The Republic’s low rate of corporation tax may have led to 21 international companies setting up there instead of Northern Ireland, Enterprise Minister Arlene Foster said.

The Minister divulged the number of businesses which put down roots in the Republic after preliminary advances to Invest NI in a written answer in the Northern Ireland Assembly.

Sinn Fein MLA Paul Butler had asked how many foreign companies who had discussed opening in the province with Invest NI later located in the Republic due to its lower rate of corporation tax over the past five years.

The Treasury is set to publish a report on the feasibility of a lower corporation tax rate for Northern Ireland.

Arlene Foster said: “Of the companies that have engaged with Invest NI and visited Northern Ireland in the last five financial years, 21 companies have subsequently invested in the Republic of Ireland.

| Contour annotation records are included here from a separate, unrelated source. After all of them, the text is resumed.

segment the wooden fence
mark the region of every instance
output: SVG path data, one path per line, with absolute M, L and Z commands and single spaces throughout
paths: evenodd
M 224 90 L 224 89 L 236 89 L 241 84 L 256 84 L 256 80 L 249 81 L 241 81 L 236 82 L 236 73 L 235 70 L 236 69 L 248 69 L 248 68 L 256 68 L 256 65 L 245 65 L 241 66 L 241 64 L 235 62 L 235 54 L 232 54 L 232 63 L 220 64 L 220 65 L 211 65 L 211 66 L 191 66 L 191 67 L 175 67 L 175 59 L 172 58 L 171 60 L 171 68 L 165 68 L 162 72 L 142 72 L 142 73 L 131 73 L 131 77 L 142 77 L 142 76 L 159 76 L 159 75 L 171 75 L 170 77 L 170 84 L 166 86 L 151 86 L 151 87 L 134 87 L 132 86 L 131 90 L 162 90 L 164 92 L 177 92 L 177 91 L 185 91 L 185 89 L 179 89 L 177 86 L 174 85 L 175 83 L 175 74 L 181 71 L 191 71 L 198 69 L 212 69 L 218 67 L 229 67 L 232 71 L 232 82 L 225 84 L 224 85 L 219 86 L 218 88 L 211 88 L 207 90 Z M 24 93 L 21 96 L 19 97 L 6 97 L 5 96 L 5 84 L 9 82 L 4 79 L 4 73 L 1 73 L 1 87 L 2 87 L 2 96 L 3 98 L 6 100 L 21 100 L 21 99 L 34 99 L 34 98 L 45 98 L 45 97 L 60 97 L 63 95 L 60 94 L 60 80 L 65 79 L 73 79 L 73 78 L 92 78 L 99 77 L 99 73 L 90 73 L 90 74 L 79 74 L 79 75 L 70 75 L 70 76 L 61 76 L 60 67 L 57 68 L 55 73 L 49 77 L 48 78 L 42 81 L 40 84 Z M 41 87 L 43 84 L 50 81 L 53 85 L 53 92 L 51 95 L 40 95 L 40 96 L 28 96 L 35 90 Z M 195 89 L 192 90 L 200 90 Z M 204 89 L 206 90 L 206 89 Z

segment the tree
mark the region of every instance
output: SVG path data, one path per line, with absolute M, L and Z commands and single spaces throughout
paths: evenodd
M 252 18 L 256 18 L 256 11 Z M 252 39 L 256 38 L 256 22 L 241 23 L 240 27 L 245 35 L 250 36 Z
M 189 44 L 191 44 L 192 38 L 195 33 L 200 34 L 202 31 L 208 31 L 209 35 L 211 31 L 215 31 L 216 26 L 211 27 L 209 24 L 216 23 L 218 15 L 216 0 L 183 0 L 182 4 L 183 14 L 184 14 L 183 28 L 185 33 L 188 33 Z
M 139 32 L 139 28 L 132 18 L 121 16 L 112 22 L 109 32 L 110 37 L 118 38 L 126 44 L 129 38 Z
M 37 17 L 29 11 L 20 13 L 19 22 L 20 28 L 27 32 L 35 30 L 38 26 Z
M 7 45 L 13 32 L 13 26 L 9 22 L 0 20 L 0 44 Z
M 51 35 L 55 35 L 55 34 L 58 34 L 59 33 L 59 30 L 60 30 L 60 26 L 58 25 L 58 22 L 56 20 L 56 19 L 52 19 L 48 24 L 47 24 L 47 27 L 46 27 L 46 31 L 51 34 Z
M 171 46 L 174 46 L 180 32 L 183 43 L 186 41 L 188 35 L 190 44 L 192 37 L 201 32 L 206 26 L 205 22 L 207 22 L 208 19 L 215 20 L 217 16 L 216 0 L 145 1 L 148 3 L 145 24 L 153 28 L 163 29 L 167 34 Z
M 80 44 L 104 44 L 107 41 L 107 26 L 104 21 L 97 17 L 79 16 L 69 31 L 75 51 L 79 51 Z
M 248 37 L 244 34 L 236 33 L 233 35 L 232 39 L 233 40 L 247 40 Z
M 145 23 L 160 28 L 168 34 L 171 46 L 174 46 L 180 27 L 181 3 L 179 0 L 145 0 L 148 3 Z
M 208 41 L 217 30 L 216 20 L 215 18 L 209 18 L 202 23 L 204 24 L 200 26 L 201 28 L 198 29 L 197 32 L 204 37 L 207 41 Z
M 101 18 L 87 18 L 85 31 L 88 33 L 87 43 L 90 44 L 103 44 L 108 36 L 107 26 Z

“Where possible, Invest NI attempts to establish the reasons for the decision taken by the investors. However, companies are not always open about the reasons for choosing one location over another as these decisions are often commercially sensitive.

“The location of inward investment projects is determined by the company’s operational needs and a number of other factors. Corporation tax may be one of a number of factors. Skills availability, infrastructure and cost and availability of property are all shown to play a part.”

Its 12.5% rate of corporation tax was credited with attracting numerous overseas companies to invest in the Republic, helping create the decade-long economic boom known as the Celtic Tiger.

The UK and Northern Ireland has a headline corporation tax rate of 28% which is set to be cut by 1% every year until it reaches 24%.

The Department of Enterprise, Trade and Investment said: “One element of Northern Ireland’s proposition in attracting inward investment is that it is cost competitive in comparison to other western European locations.”

In February the Northern Ireland Economic Reform Group, an independent panel of senior economists, accountants and business leaders, launched a report giving the case for a reduced rate of corporation tax. But Finance Minister Sammy Wilson said the report was “simplistic” and that any cut would have to be funded by public spending cuts.

A report three years ago by former HM Revenue chief Sir David Varney dismissed the case for a cut, saying it would cost £300m in lost tax receipts and displace existing businesses from the rest of the UK.